“Retroactive extension of the biodiesel tax credit through Dec. 31, 2011, represents a significant legislative achievement on a key ASA priority,” said Alan Kemper, American Soybean Association (ASA) President and soybean farmer from Lafayette, Ind. With the biodiesel tax credit defunct for 349 days along with the resulting loss of some 40,000 jobs, “soybean farmers greatly appreciate the work of Congress and the (Obama) Administration to get this legislation passed before the end of the year.”

In a statement, the ASA claims the $1 per-gallon biodiesel tax incentive “is structured in a manner that makes biodiesel more competitive with petroleum diesel fuel in the market place. Absent the tax incentive, biodiesel is more expensive than conventional diesel fuel.”

2010 biodiesel production decreased over 35 percent from 2009 levels. Further “the biodiesel tax credit has a direct impact on jobs and is critical to supporting the biodiesel industry, a major market for U.S. soybean oil and a key factor in supporting domestic soybean prices” recently.

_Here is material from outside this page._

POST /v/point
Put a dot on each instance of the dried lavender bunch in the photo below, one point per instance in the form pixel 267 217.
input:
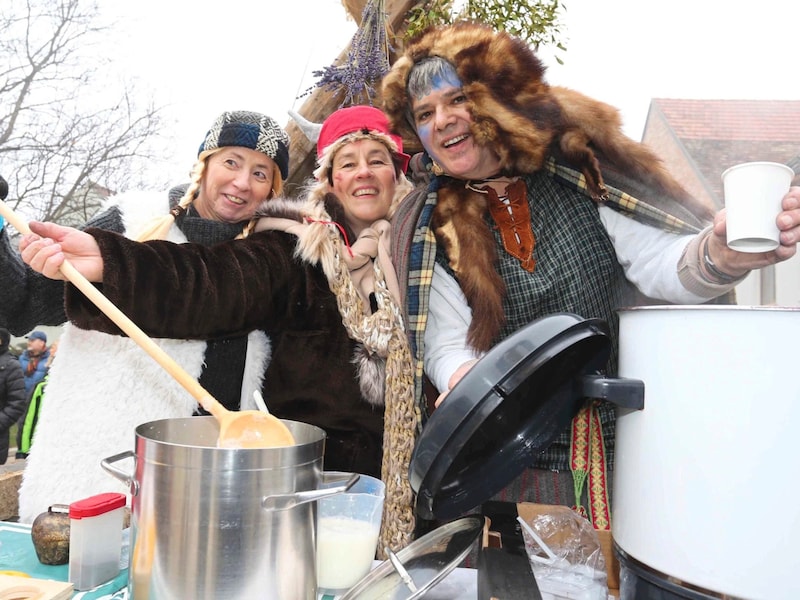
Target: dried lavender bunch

“It’s been a long process and ASA has worked tirelessly since the tax credit’s expiration to get it reinstated,” Kemper said. “ASA farmer-leaders have met with members of Congress on numerous occasions, supported by ASA members, the National Biodiesel Board, and supporters who have responded … by calling and emailing their representatives in an effort to get a retroactive extension of the biodiesel tax credit passed.”

There is little fence-straddling regarding the legislation. Calling the tax bill “fundamentally unjust,” Kate McMahon of Friends of the Earth charged Congress had “slipped a wasteful $6 billion giveaway to the dirty corn ethanol industry into this bill.

“An unprecedented coalition of taxpayer, libertarian, environmental, humanitarian, industry, agricultural, faith and progressive advocates united to oppose the extension of corn ethanol subsidies, but Congress lavished this gift on the corn ethanol industry anyway. This wasted money will line the pockets of polluting corporations while American families can barely afford to put food on the table.”

Unsurprisingly, the National Corn Growers Association (NCGA) – which has long said extension of the ethanol blender’s credit and estate tax reform was at the top of its agenda — was unmoved by environmentalists’ arguments. Failure to renew the tax breaks “would have done much to harm our nation’s rural economy and the future of America’s farms,” said Bart Schott, NCGA president and North Dakota corn farmer.

“The estate tax reform will allow greater flexibility when planning for the future and farmers won’t have to worry about losing their land to pay an inheritance tax,” Schott said. “Farmers now have a better ability to pass their land onto the next generation and we can keep America’s farms in our families.”